Die gewonnen Erkenntnisse zeigen daher eine interessante Strategie auf, Interaktionen zwischen Pathogen und Zelle künstlich nachzustellen sowie breit neutralisierende Antikörper für therapeutische Zwecke zu entwickeln.
Die Kristallstrukturen von BoNT/A, SV2C und des Komplexes aus glykosyliertem Rezeptor und der Rezeptorbindungsdomäne von BoNT/A sind in der RCSB Protein Data Bank unter folgenden IDs abrufbar: 3BTA, 4JRA und 5JLV (Link siehe unten).
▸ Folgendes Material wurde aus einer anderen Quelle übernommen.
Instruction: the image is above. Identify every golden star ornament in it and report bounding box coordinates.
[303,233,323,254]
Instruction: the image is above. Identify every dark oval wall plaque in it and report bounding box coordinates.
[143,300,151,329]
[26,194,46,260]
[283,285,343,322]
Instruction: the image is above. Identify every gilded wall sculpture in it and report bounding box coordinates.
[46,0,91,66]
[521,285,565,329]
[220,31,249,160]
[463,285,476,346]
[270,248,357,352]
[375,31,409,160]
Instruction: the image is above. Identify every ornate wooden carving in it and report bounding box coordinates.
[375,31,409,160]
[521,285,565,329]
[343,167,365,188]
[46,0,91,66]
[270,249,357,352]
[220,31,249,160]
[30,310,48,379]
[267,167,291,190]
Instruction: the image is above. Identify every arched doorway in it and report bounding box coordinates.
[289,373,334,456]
Das RKI-Fachgebiet Biologische Toxine (ZBS3) ist eine nationale Referenzstelle für Toxine, die von ausgewählten Bakterien und Pflanzen produziert werden und die schwerwiegende Intoxikationen beim Menschen hervorrufen können. Die Arbeitsschwerpunkte sind:
- Diagnostik von Toxinen mikrobiellen und pflanzlichen Ursprungs, die für bioterroristische Anschläge genutzt werden können mit zellbiologischen, genetischen und serologischen Techniken sowie mit chromatografischen Methoden und Massenspektroskopie,
- Konsiliarlabor für Clostridium botulinum, in diesem Zusammenhang epidemiologische Untersuchungen beim Auftreten von Botulismus,
- Untersuchungen zur Variabilität und Funktionalität von Botulinum Neurotoxinen,
- Aufbau von Qualitätssicherungsmaßnahmen im Bereich biologischer Toxine (Ringversuche, Referenzmaterialien, SOPs),
- Entwicklung von Strategien zum Nachweis neuer und veränderter Toxine und Agenzien,
- Forschung auf dem Gebiet der Pathogenese der verursachten Erkrankungen,
- Entwicklung von Strategien zur Prävention, Dekontamination und Bekämpfung,
- Mitwirkung an der Erstellung von Standardtherapien.